Similar with other human solid tumor cells, the glioma cells do not only have limitless replicative potential but also readily invade surrounding brain tissues and metastasize to other tissues, which make complete surgical resection practically impossible and lead to poor prognosis. Therefore, molecules involved in the aggressive process are potential prognostic and therapeutic markers. In the present study, our data shown for the first time that the up-regulation of CLIC1 at both mRNA and protein levels in glioma tissues compared with its expression in non-neoplastic brain tissues. Additionally, highly CLIC1 protein expression was significantly correlated with advanced WHO stage and low KPS scores, suggesting that this protein might be of clinical relevance in the aggressiveness of gliomas. Together with these findings, we also demonstrated that CLIC1 expression was a statistically significant risk factor affecting overall survival of patients with glioma and was an independent risk factor predicting short overall survival.

As a member of the CLIC family, CLIC1 functions as a real chloride channel in plasma and nuclear membranes [19]. The distribution of intracellular CLIC1 expression varies depending on the cell types, from intracellular vesicular pattern to intranuclear distribution.
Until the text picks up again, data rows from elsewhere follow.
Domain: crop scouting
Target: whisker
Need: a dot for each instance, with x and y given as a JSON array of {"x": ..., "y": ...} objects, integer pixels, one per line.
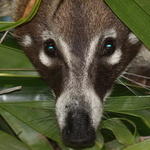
[{"x": 137, "y": 75}]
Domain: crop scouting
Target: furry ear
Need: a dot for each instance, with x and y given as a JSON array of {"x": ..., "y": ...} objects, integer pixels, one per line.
[
  {"x": 20, "y": 8},
  {"x": 7, "y": 7}
]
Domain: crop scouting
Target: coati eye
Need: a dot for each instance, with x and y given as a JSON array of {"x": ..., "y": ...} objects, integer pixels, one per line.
[
  {"x": 50, "y": 48},
  {"x": 109, "y": 46}
]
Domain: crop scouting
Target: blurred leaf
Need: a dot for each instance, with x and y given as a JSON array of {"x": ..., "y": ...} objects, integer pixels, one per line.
[
  {"x": 145, "y": 145},
  {"x": 7, "y": 142},
  {"x": 134, "y": 17},
  {"x": 6, "y": 26},
  {"x": 121, "y": 132},
  {"x": 143, "y": 114},
  {"x": 13, "y": 59},
  {"x": 144, "y": 4},
  {"x": 127, "y": 103},
  {"x": 33, "y": 139}
]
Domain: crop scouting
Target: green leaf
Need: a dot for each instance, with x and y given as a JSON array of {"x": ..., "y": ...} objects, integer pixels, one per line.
[
  {"x": 143, "y": 114},
  {"x": 127, "y": 103},
  {"x": 145, "y": 145},
  {"x": 43, "y": 121},
  {"x": 4, "y": 26},
  {"x": 12, "y": 59},
  {"x": 144, "y": 4},
  {"x": 121, "y": 132},
  {"x": 134, "y": 17},
  {"x": 7, "y": 142}
]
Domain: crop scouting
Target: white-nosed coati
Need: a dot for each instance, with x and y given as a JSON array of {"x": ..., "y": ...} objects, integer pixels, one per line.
[{"x": 80, "y": 48}]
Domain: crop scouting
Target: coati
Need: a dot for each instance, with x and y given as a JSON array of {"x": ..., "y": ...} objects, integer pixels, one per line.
[{"x": 80, "y": 48}]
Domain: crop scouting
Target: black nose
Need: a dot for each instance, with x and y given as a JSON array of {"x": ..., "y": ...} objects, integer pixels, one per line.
[{"x": 78, "y": 131}]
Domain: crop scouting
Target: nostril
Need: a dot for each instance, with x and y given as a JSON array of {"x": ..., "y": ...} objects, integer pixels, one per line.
[{"x": 78, "y": 130}]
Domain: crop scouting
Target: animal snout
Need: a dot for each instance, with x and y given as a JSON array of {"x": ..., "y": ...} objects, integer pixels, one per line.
[{"x": 78, "y": 131}]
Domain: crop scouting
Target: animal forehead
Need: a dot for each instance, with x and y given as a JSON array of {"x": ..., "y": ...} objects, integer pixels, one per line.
[{"x": 82, "y": 17}]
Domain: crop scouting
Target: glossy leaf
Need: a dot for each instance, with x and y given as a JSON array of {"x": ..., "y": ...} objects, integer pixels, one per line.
[
  {"x": 7, "y": 142},
  {"x": 134, "y": 16},
  {"x": 6, "y": 26},
  {"x": 121, "y": 132},
  {"x": 145, "y": 145},
  {"x": 33, "y": 139}
]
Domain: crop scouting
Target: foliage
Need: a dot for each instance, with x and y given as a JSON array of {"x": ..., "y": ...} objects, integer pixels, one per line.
[{"x": 28, "y": 118}]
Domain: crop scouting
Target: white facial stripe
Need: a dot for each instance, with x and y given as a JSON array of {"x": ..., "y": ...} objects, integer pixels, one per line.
[
  {"x": 132, "y": 38},
  {"x": 91, "y": 52},
  {"x": 47, "y": 61},
  {"x": 90, "y": 96},
  {"x": 27, "y": 41},
  {"x": 66, "y": 52},
  {"x": 115, "y": 58},
  {"x": 110, "y": 33}
]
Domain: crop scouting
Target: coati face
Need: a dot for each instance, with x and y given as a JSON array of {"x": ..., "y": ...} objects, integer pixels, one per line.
[{"x": 80, "y": 48}]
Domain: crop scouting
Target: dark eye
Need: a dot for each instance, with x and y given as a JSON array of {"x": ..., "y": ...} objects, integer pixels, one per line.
[
  {"x": 50, "y": 48},
  {"x": 109, "y": 46}
]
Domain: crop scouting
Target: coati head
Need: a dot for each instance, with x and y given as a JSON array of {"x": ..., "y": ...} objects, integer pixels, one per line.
[{"x": 80, "y": 48}]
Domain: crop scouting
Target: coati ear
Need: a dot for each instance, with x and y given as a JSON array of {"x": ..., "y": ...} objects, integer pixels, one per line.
[{"x": 20, "y": 8}]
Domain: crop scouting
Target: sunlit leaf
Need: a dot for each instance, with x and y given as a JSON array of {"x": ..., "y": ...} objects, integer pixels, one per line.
[
  {"x": 34, "y": 140},
  {"x": 134, "y": 16},
  {"x": 121, "y": 132},
  {"x": 7, "y": 142}
]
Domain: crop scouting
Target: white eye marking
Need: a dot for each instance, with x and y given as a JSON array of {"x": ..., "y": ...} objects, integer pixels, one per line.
[
  {"x": 132, "y": 38},
  {"x": 115, "y": 58},
  {"x": 111, "y": 33},
  {"x": 45, "y": 59},
  {"x": 27, "y": 41}
]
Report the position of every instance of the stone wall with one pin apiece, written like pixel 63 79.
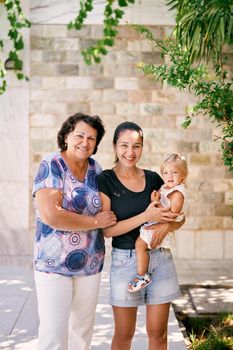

Its physiological roles include ion homeostasis modulation, cell volume regulation, transepithelial transport, and regulation of electrical excitability [20]. Accumulating number of studies have reported that CLIC1 is up-regulated in many tumor cells, such as hepatocellular carcinoma [10], gallbladder carcinoma [11], gastric cancer [12], colon cancer [13], nasopharyngeal carcinoma [21], and breast cancer [22], and plays important roles in tumor progression by modifying cell cycle, apoptosis, cell adhesion, and promoting tumor metastasis. For example, Chen et al. [12] found that the high levels of CLIC1 expression in gastric cancer significantly correlated with lymph node metastasis, lymphatic vessels and surrounding tissues infiltration, pathological staging, and survival time of patients; Wang et al. [23] shown that CLIC1 expression in lung adenocarcinoma was positively correlated with the T staging of the tumor and was negatively correlated with the shorter postoperative survival time of patients; Similarly, overexpression of CLIC1 was detected in gallbladder carcinoma and also found to significantly increase cell motility and invasion of the poorly metastatic gallbladder carcinoma cell line [11]. These results strongly imply that CLIC1 plays an important role in tumor advancement. However, its connection with human glioma has remained unknown. Our current study provided the evidence in support of such a connection using a cohort of 128 archived clinical glioma specimens. We first detected high expression of CLIC1 in glioma tissues compared with non-neoplastic brain tissues. Further support for a possible role of CLIC1 in glioma pathogenesis derived from the analysis that revealed a strong correlation of CLIC1 expression with the histopathological staging and inversely, with the survival of the disease. These findings are consistent with the previous reports which indicated that overexpression of CLIC1 is a potential prognostic marker for hepatocellular carcinoma [9], gallbladder carcinoma [10], gastric cancer [11], and lung adenocarcinoma [23].

In summary, our data provide the first evidence that CLIC1 expression might play an important role in the regulation of aggressiveness in human gliomas. The elevated expression of CLIC1 might represent a valuable prognostic marker for this disease. This study adds to the current realization on the involvement of CLIC1 in tumorigenesis and progression of human malignant tumors.